Chic African Culture Africa Factbook

Sweet Tej Ethiopian Honey Wine

Tej is or honey wine is a favorite brew in Ethiopia, traditional Tej wine is made by boiling the gesho plant’s stems with honey and fermented over a long period of time. 

Tej Ethiopian Honey Wine
Tej Ethiopian Honey Wine
The African Gourmet easy version of Tej Ethiopian Honey Wine uses dry white wine and honey mixed together to create a sweet-tasting sipping wine perfect for a signature wedding cocktail.

About Tej Ethiopian Honey Wine In Africa, it is usually women who brew beer, make Tej, and sell these products. In some parts of Africa, the homebrewed traditional production and drinking of honey wine are still very common. In Ethiopia, honey is not made into beer but into Tej, which is honey wine. Tej is a very important drink in Ethiopian cultural life, served at traditional gatherings and special religious ceremonies. Tej is not necessarily alcoholic – often it is drunk before the brew has started to ferment when it still has a strong yeasty flavor. 

Tej is made in huge wooden barrels, which are cleaned and then scoured with special leaves. The barrel is then filled, one part of honey with five parts of water. The barrel is covered with a clean cloth and left for a few days: fermentation begins. Now some very special leaves are added: these are gesho leaves of Rhamnus prinoides, which have been chopped up and then boiled. About five kilograms of this boiled leaf is added to each barrel. After gesho is added, the sugars in the honey are converted to alcohol and the Tej increasingly acquires its distinctive dry and bitter flavor. Finally, just before serving, a further half bucket of honey is tipped in to give sweetness to the final brew.

Tej is served in special glasses called birrille. These are like small glass vases with bulbous base and narrow neck. For drinking, the birrille is held in a special and rather dainty way between the first two fingers and thumb. Tej has a good flavor, something like cloudy, strong mead. The quality and amount of Tej served at a marriage or other celebration is directly linked with the wealth of the host. Tej is also known as mead often made at home or at special local brewing houses. Tej bets, or honey-wine houses, look modest and unassuming from the outside, but these gathering spaces are central tenets of Ethiopian life. Tej is widely drunk in Tej houses both in Ethiopia and Eritrea, but you can always make yours.
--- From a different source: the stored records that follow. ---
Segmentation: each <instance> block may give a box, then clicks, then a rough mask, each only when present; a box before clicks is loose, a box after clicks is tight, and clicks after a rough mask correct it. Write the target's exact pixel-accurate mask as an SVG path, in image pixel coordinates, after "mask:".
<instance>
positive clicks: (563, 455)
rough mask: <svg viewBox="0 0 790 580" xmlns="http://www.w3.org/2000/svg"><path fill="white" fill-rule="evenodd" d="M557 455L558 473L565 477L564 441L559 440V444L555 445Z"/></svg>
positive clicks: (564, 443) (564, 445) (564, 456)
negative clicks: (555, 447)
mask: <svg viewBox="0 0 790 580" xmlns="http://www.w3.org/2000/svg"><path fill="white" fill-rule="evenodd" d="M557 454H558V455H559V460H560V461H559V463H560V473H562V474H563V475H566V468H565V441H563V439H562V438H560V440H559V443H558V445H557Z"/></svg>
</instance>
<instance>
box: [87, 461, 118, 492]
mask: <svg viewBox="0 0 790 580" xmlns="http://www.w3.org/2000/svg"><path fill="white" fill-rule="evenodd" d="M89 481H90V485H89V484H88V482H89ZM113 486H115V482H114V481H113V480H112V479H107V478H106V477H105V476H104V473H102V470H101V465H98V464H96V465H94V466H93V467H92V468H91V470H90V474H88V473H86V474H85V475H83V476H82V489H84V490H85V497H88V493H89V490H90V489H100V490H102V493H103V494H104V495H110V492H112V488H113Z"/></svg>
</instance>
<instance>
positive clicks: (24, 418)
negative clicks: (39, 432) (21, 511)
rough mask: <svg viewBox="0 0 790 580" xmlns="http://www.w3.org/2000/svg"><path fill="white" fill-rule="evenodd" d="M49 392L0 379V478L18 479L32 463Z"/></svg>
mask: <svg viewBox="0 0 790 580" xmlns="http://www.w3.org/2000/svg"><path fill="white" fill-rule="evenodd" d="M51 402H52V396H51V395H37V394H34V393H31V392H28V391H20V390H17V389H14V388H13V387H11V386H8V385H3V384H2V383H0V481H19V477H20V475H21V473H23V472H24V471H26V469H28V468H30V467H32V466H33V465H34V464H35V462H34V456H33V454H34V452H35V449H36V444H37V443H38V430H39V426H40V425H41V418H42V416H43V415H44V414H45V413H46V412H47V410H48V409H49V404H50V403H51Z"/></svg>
Quick and Easy Tej Ethiopian Honey Wine photo by Quinn Dombrowski

Tej Ethiopian Honey Wine Recipe

Ingredients

3 cups good quality dry white wine

1 cup water

1/4 cup honey

Directions

Add honey to water and mix well until fully incorporated. Chill mixture until cold then add wine, mix well, chill and serve. Traditional Tej wine is made in small batches and is a sipping wine due to its sweet taste.

  About the Gesho Plant
The Gesho plant
The Gesho plant 

Rhamnus prinoides or gesho plant is an indispensable plant for the rural African community. Gesho plant was discovered in 1788 is also known as Dogwood or Shiny Leaf in English, Blinkblaar in Afrikaans, umGlindi in Xhosa, Musvosvadziva in Shona, umNyenye in Zulu and gesho in Amharic. 

The African dogwood is a dense shrub or a small tree with glossy foliage and decorative red and purple berries, the tree is no relation of the American and Asian dogwoods. Gesho is a versatile plant used for food, firewood, wages and medicine. Gesho grows bordering forest and at high elevations. The fruits, roots and leaves are utilized, no part of the Gesho is wasted. The leaves stems and branch are used to brew the popular drink Tej in Eritrea and Ethiopia. 

The Gesho tree leaves are also used as an ointment for numerous discomforts and to relieve cranky babies. The principal use of this tree is for enchanted purpose in rural Africa widely used by African people as a protective charm to ward off lightning and evil and to bring luck in hunting. The Gesho tree is also used to cleanse the blood, to treat pneumonia, rheumatism, sprains, and stomach ache, and as a mouthwash in rural Africa. It is also used in the treatment of skin illnesses and lung infections.

The fruits are edible and small about the size of a pea ranging in color from green, to red then purple when ripe. The seeds are easily germinated without any special management or storage. Gesho is a widely planted cash crop sold in local markets from Ethiopia South to Angola and the Cape Providence of South Africa. Gesho tree African Dogwood can easily be grown from seed is a small evergreen good for small gardens and hedges, especially in cold areas. It is a very good small tree to plant in the garden to attract fruit-eating birds.